Safe and arm (S&A) systems typically provide for an interruptible explosive train between a pyrotechnic input and a pyrotechnic output in the safe condition and a contiguous explosive train located between the pyrotechnic input and the pyrotechnic output in the armed condition. A well accepted design which implements the above functionality includes a transfer charge assembly, such as a rotor or a slider, incorporating the pyrotechnic transfer charge. In the safe state of the S&A system, the transfer charge assembly inert structure constitutes a barrier between the input charge and the output charge, thereby interrupting the propagation of any pyrotechnical reaction from the input charge (if activated) to the output charge. In the arming process, the S&A system switches from safe state to armed state by movement of the transfer charge assembly. In the armed state, the transfer charge provides a pyrotechnic path from the input charge to the output charge. Specifically, the transfer charge serves as an acceptor for the pyrotechnic stimulus of the input charge, the reaction propagates through the transfer charge and the transfer charge further serves as a donor of the pyrotechnic stimulus to the output charge.

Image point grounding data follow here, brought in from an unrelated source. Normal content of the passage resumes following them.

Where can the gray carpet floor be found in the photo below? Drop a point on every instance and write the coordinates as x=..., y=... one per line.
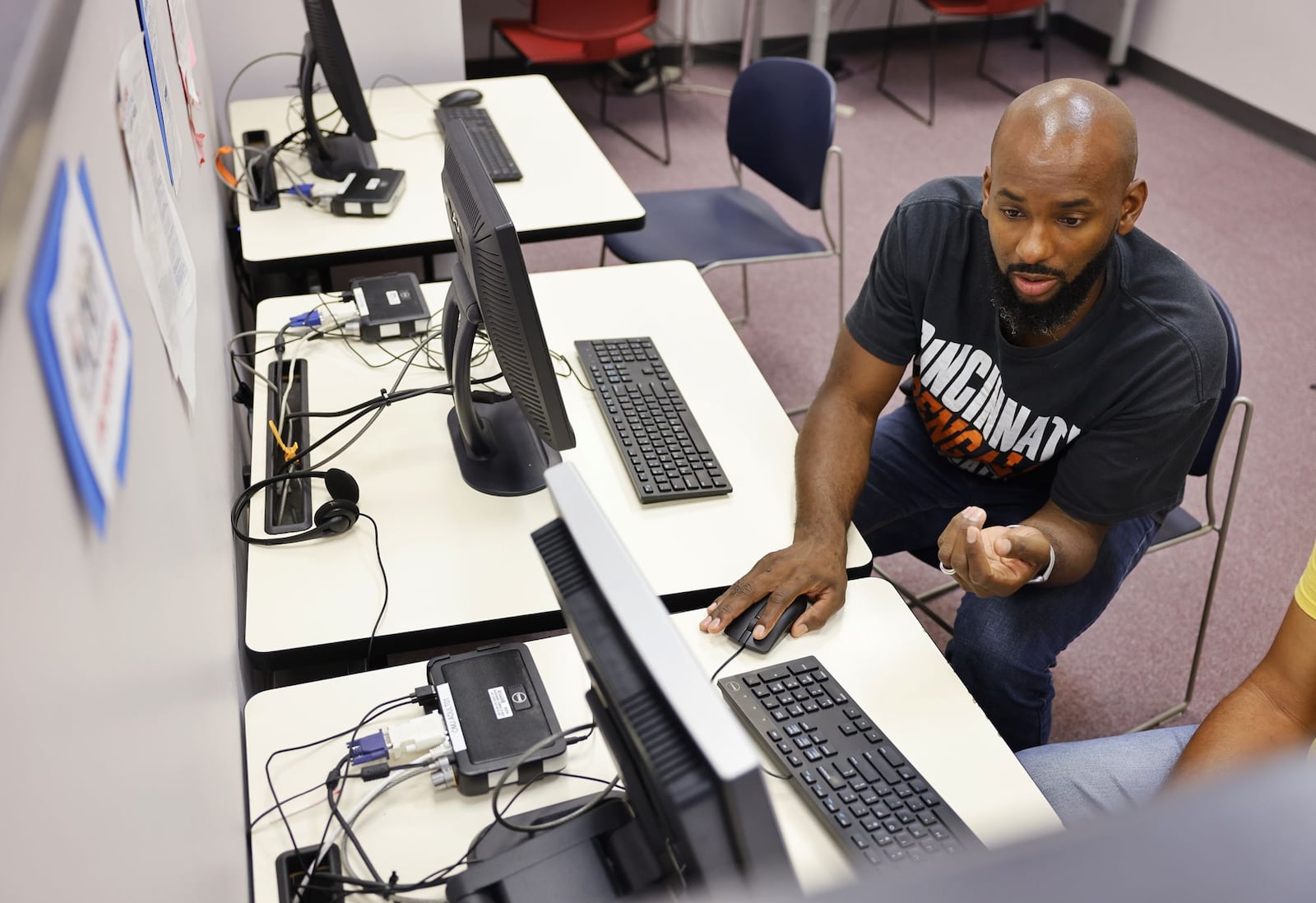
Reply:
x=1240, y=210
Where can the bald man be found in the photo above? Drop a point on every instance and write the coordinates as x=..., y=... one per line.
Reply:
x=1065, y=370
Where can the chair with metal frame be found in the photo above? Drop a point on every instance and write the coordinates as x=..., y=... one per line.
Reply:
x=583, y=32
x=781, y=124
x=1179, y=526
x=938, y=8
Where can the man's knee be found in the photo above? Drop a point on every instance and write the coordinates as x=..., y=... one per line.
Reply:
x=999, y=636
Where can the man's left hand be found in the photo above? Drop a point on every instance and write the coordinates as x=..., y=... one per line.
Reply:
x=993, y=561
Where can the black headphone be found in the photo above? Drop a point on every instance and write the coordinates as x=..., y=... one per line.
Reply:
x=335, y=516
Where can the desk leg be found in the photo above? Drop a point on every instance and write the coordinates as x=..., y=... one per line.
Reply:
x=1120, y=41
x=819, y=33
x=752, y=32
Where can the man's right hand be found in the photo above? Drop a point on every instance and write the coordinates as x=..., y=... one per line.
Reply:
x=804, y=569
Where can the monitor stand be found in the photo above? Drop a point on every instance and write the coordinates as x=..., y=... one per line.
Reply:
x=497, y=447
x=599, y=856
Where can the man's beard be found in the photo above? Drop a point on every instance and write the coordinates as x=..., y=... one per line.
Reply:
x=1043, y=317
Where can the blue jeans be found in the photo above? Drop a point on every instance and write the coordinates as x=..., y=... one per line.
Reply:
x=1105, y=774
x=1003, y=648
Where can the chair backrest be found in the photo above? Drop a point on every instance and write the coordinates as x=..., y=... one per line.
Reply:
x=781, y=123
x=592, y=20
x=1228, y=392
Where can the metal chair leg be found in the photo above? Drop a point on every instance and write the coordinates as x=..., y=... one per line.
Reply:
x=921, y=600
x=932, y=69
x=662, y=109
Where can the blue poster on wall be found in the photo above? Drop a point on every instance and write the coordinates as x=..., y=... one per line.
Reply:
x=83, y=341
x=151, y=33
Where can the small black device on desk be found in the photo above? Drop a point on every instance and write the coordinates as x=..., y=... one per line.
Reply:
x=262, y=184
x=489, y=144
x=495, y=707
x=660, y=440
x=368, y=192
x=853, y=778
x=392, y=306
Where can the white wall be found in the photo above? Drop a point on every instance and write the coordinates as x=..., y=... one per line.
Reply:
x=1261, y=53
x=122, y=699
x=415, y=39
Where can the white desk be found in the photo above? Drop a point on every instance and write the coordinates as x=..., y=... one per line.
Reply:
x=569, y=188
x=461, y=563
x=416, y=830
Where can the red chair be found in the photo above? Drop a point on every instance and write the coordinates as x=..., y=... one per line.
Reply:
x=582, y=32
x=940, y=8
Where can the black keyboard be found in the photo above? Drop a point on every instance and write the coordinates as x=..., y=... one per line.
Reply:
x=660, y=441
x=873, y=800
x=489, y=144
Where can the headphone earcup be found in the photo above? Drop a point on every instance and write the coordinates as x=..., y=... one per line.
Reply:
x=341, y=484
x=336, y=516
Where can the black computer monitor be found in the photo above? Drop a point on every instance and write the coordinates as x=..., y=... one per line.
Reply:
x=503, y=447
x=694, y=790
x=333, y=155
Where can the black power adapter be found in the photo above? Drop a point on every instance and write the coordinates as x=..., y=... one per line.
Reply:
x=392, y=306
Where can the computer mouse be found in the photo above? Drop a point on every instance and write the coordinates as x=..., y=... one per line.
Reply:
x=461, y=98
x=743, y=626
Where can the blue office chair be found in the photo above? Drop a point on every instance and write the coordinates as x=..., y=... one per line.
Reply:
x=1179, y=526
x=780, y=124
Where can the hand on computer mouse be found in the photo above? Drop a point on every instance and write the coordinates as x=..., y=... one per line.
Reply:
x=804, y=569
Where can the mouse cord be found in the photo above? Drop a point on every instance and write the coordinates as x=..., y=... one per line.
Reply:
x=712, y=679
x=744, y=642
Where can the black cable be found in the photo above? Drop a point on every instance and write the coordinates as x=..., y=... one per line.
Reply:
x=379, y=556
x=332, y=784
x=511, y=769
x=287, y=465
x=286, y=799
x=269, y=780
x=744, y=642
x=368, y=405
x=440, y=876
x=320, y=784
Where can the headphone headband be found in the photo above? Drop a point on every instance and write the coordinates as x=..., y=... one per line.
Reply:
x=335, y=516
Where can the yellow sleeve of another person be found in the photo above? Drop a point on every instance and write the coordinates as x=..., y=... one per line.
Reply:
x=1306, y=591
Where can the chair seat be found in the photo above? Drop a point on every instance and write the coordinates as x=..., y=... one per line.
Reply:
x=1177, y=523
x=543, y=49
x=706, y=225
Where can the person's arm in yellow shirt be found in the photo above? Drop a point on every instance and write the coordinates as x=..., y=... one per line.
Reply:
x=1274, y=707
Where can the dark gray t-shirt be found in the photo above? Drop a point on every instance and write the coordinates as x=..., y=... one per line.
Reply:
x=1112, y=414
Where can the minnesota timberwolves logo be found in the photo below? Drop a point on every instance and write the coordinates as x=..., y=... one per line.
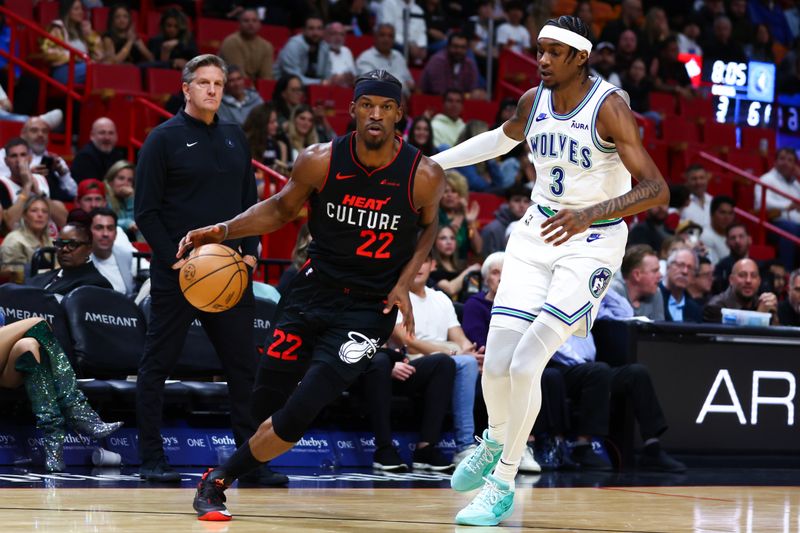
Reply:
x=357, y=347
x=599, y=281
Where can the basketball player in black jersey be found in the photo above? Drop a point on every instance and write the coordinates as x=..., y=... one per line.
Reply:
x=374, y=205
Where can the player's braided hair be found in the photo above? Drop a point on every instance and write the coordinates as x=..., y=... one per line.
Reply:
x=575, y=25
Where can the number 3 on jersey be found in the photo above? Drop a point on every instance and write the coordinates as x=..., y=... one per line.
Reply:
x=557, y=187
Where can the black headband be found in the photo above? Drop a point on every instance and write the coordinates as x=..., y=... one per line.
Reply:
x=378, y=88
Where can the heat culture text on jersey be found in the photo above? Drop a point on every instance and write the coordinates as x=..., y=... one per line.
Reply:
x=363, y=212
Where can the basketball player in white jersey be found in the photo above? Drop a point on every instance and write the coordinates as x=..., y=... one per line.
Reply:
x=585, y=147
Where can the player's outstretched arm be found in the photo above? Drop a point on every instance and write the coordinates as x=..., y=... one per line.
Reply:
x=308, y=175
x=492, y=143
x=428, y=190
x=615, y=121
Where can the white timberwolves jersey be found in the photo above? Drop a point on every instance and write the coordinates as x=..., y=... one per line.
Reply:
x=574, y=167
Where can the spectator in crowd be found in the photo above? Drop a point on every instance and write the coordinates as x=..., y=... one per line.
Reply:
x=300, y=131
x=627, y=50
x=391, y=12
x=689, y=38
x=513, y=34
x=668, y=72
x=266, y=141
x=628, y=20
x=651, y=231
x=121, y=42
x=354, y=14
x=783, y=176
x=603, y=63
x=761, y=47
x=699, y=288
x=75, y=29
x=789, y=309
x=174, y=45
x=421, y=135
x=450, y=271
x=743, y=293
x=493, y=235
x=594, y=385
x=20, y=183
x=288, y=93
x=437, y=330
x=456, y=211
x=696, y=178
x=431, y=377
x=639, y=86
x=722, y=216
x=739, y=242
x=382, y=56
x=113, y=262
x=248, y=49
x=73, y=250
x=639, y=283
x=238, y=99
x=720, y=46
x=306, y=55
x=96, y=157
x=36, y=131
x=448, y=125
x=678, y=305
x=119, y=185
x=451, y=68
x=343, y=66
x=19, y=245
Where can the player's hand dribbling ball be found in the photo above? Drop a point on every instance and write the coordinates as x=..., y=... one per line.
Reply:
x=213, y=278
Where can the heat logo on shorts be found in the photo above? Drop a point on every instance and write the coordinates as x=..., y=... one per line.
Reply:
x=357, y=348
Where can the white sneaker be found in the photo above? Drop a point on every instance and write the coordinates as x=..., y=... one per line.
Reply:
x=53, y=118
x=463, y=454
x=528, y=463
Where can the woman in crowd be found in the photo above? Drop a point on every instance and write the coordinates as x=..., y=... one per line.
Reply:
x=453, y=212
x=421, y=135
x=119, y=194
x=31, y=355
x=121, y=43
x=19, y=245
x=450, y=271
x=75, y=29
x=300, y=131
x=287, y=95
x=174, y=46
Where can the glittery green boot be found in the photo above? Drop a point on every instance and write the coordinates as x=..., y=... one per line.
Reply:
x=76, y=409
x=42, y=395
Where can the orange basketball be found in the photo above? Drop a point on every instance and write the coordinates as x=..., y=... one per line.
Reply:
x=214, y=278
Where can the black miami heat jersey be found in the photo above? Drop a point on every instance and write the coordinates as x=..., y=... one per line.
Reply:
x=363, y=222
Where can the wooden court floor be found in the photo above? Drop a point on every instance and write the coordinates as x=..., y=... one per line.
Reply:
x=632, y=509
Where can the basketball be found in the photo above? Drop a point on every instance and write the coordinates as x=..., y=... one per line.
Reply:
x=214, y=278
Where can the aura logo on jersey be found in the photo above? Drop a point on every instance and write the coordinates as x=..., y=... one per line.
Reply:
x=357, y=348
x=599, y=281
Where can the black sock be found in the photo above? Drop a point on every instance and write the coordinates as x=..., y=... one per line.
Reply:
x=240, y=463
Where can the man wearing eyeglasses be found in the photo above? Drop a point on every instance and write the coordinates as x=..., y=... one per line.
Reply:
x=73, y=247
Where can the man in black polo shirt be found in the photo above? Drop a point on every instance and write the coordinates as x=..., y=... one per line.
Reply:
x=192, y=171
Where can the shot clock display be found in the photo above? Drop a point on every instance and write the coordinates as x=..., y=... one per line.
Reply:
x=744, y=93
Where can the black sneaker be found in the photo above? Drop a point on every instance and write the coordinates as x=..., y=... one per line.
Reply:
x=386, y=458
x=209, y=500
x=429, y=458
x=266, y=477
x=585, y=456
x=655, y=459
x=159, y=471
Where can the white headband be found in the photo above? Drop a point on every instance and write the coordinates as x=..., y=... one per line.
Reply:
x=567, y=37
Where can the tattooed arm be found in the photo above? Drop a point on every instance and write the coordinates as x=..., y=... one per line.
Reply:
x=615, y=123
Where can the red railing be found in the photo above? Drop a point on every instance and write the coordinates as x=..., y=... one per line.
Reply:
x=18, y=26
x=761, y=219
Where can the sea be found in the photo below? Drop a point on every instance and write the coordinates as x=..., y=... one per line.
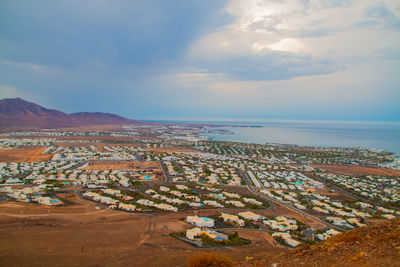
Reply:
x=374, y=135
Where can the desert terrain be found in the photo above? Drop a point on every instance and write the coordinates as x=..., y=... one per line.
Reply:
x=84, y=236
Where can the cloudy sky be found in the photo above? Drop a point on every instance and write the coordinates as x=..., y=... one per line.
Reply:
x=195, y=59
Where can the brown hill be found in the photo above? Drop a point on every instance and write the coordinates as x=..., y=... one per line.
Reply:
x=377, y=245
x=18, y=113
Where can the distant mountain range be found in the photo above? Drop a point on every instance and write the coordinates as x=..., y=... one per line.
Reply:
x=18, y=113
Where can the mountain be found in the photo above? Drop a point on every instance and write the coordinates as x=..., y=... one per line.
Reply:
x=376, y=245
x=18, y=113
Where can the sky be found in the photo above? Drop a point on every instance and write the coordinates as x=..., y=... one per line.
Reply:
x=199, y=60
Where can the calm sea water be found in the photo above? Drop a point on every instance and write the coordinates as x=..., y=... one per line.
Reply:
x=379, y=135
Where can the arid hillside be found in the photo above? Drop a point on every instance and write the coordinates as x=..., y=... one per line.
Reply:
x=18, y=113
x=377, y=245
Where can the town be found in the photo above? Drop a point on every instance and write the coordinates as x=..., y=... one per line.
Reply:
x=148, y=170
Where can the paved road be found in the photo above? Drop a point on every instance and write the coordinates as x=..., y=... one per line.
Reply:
x=305, y=214
x=166, y=174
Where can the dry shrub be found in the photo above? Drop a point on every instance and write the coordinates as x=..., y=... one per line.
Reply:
x=211, y=259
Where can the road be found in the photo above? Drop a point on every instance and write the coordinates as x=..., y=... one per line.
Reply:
x=290, y=207
x=165, y=172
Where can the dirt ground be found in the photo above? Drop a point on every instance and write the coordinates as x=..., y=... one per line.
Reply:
x=25, y=154
x=80, y=235
x=350, y=170
x=124, y=165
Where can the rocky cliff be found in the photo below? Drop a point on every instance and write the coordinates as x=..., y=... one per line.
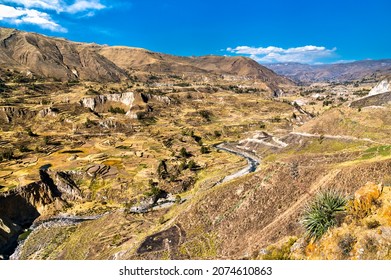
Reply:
x=20, y=206
x=382, y=87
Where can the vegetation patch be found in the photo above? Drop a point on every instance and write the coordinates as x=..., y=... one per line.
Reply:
x=321, y=213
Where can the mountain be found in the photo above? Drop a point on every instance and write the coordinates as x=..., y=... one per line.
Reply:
x=60, y=59
x=364, y=70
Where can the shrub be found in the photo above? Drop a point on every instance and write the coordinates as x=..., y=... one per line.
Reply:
x=117, y=110
x=205, y=114
x=6, y=155
x=346, y=244
x=183, y=152
x=321, y=213
x=204, y=150
x=371, y=224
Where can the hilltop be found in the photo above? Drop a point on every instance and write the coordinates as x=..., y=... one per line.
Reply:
x=59, y=59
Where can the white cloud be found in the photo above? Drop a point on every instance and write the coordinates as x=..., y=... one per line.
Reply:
x=29, y=16
x=306, y=54
x=54, y=5
x=81, y=6
x=60, y=6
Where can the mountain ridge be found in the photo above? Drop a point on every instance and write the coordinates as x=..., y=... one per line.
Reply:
x=361, y=70
x=61, y=59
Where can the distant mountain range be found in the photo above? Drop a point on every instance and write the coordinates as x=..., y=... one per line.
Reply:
x=362, y=71
x=60, y=59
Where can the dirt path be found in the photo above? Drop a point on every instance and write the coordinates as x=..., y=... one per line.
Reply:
x=341, y=137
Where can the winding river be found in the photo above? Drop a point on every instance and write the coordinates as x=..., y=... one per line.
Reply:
x=63, y=220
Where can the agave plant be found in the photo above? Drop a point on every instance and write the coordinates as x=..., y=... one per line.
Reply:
x=321, y=213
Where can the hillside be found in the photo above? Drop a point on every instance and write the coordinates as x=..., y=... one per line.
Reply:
x=41, y=56
x=363, y=71
x=143, y=155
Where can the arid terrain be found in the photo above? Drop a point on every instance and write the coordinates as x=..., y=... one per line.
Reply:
x=124, y=153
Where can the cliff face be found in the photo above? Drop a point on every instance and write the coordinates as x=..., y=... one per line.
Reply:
x=41, y=56
x=55, y=58
x=382, y=87
x=19, y=207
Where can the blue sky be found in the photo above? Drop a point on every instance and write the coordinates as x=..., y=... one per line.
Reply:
x=268, y=31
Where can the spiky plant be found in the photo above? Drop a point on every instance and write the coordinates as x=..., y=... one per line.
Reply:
x=320, y=214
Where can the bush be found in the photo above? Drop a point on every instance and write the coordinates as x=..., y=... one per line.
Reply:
x=346, y=244
x=117, y=110
x=204, y=150
x=183, y=152
x=371, y=224
x=205, y=114
x=6, y=155
x=321, y=213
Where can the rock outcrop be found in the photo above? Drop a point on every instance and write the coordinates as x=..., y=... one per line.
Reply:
x=20, y=206
x=382, y=87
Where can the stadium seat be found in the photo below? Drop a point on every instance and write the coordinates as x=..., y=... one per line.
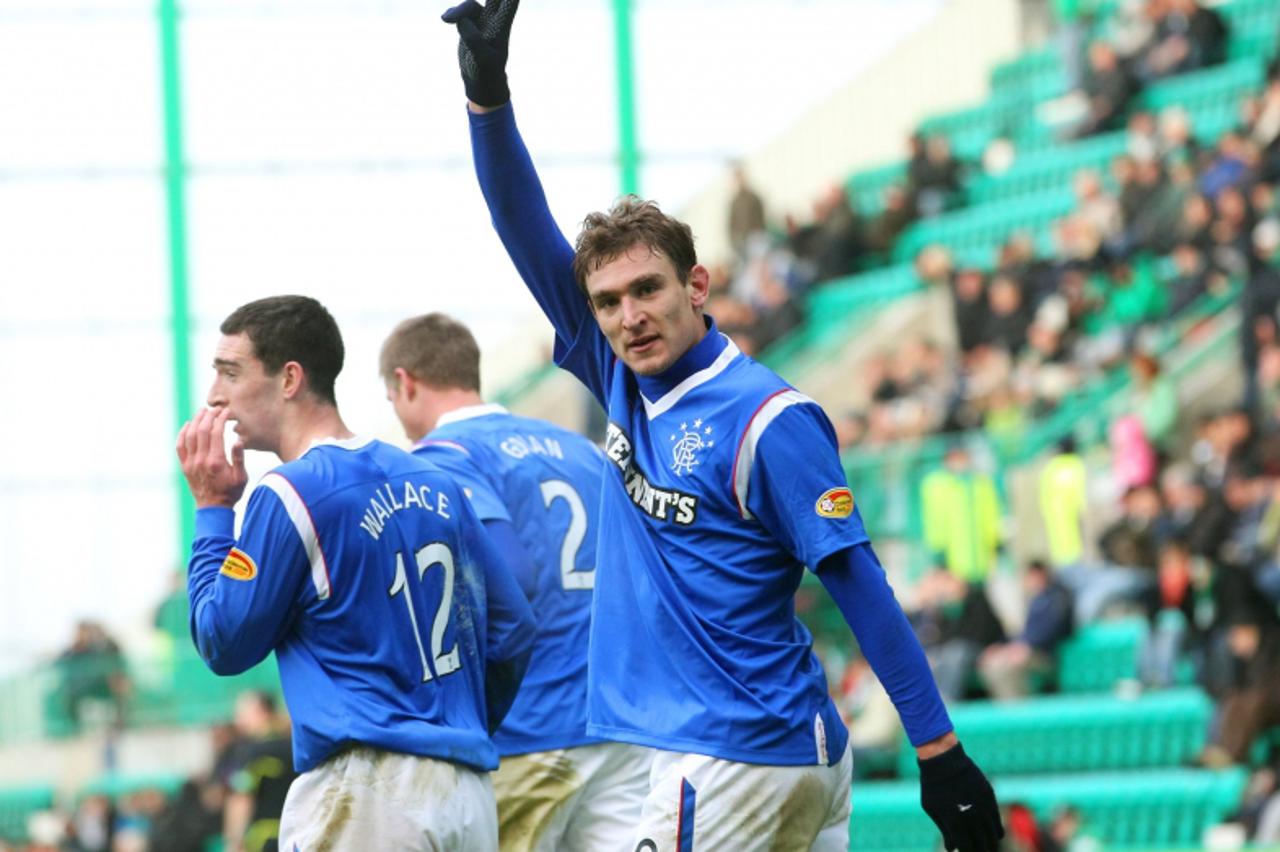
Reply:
x=1101, y=654
x=1080, y=733
x=865, y=188
x=17, y=805
x=1151, y=809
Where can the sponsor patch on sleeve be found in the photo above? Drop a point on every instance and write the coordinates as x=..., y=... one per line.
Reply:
x=238, y=566
x=835, y=503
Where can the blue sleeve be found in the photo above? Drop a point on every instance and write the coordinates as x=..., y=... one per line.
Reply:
x=458, y=462
x=510, y=631
x=535, y=244
x=856, y=582
x=796, y=486
x=243, y=594
x=503, y=536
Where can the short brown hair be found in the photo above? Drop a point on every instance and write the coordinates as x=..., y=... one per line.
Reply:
x=632, y=221
x=292, y=328
x=434, y=348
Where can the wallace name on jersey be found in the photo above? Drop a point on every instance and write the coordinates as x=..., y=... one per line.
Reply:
x=389, y=498
x=662, y=504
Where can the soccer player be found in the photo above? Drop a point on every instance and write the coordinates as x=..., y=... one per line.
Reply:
x=725, y=482
x=536, y=488
x=398, y=630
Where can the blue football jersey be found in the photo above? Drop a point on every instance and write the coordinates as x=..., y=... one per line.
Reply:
x=545, y=481
x=368, y=573
x=723, y=484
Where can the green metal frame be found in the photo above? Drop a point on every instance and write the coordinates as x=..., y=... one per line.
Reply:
x=179, y=284
x=629, y=152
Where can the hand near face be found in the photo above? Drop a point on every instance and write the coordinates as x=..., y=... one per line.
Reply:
x=211, y=477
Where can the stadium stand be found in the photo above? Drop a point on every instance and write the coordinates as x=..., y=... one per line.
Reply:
x=1129, y=757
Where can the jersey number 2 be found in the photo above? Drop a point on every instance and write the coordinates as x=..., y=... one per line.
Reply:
x=428, y=557
x=561, y=490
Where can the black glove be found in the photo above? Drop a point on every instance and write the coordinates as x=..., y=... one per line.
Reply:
x=959, y=800
x=483, y=37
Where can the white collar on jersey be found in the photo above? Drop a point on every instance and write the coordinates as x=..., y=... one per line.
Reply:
x=355, y=441
x=716, y=367
x=467, y=412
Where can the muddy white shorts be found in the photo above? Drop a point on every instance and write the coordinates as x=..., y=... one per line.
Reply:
x=698, y=802
x=365, y=798
x=572, y=800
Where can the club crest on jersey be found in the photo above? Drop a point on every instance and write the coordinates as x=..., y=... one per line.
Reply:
x=658, y=503
x=238, y=566
x=685, y=445
x=835, y=503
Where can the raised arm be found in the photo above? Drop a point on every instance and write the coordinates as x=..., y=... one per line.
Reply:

The transfer charge may consist of primary explosive or secondary explosive. A multitude of compositions for transfer charges and a multitude of corresponding manufacturing methods implemented therefor are known in the art, for example in U.S. Pat. Nos. 7,069,861, 7,052,562 and 7,040,234. Such methods include, but may be not limited to direct pressing or casting into the appropriate cavity and pre-forming the explosive pellet and mounting it into the cavity.
Micro-electromechanical systems (MEMS) are typically fabricated by employing the photo-lithography mask and etch techniques familiar to those in the semiconductor fabrication technology to form micro-miniature parts of silicon or other materials. An issue raised in U.S. Pat. No. 7,052,562, is that manufacturing of pyrotechnic charges for miniaturized S&A devices (such as MEMS-type systems) presents a special challenge, due to the small dimensions involved and the small quantity of materials involved. The filling of high explosives into very small cavities may be performed by wipe loading, pressure loading and syringe loading. A volatile mobile phase may be added to the slurry so as to partially dissolve the energetic material so that, upon evaporation of the mobile phase, the energetic material precipitates and adheres to the cavity to be filled with the explosive. The present invention provides a different method for providing explosive components, and in particular explosive train components for S&A devices.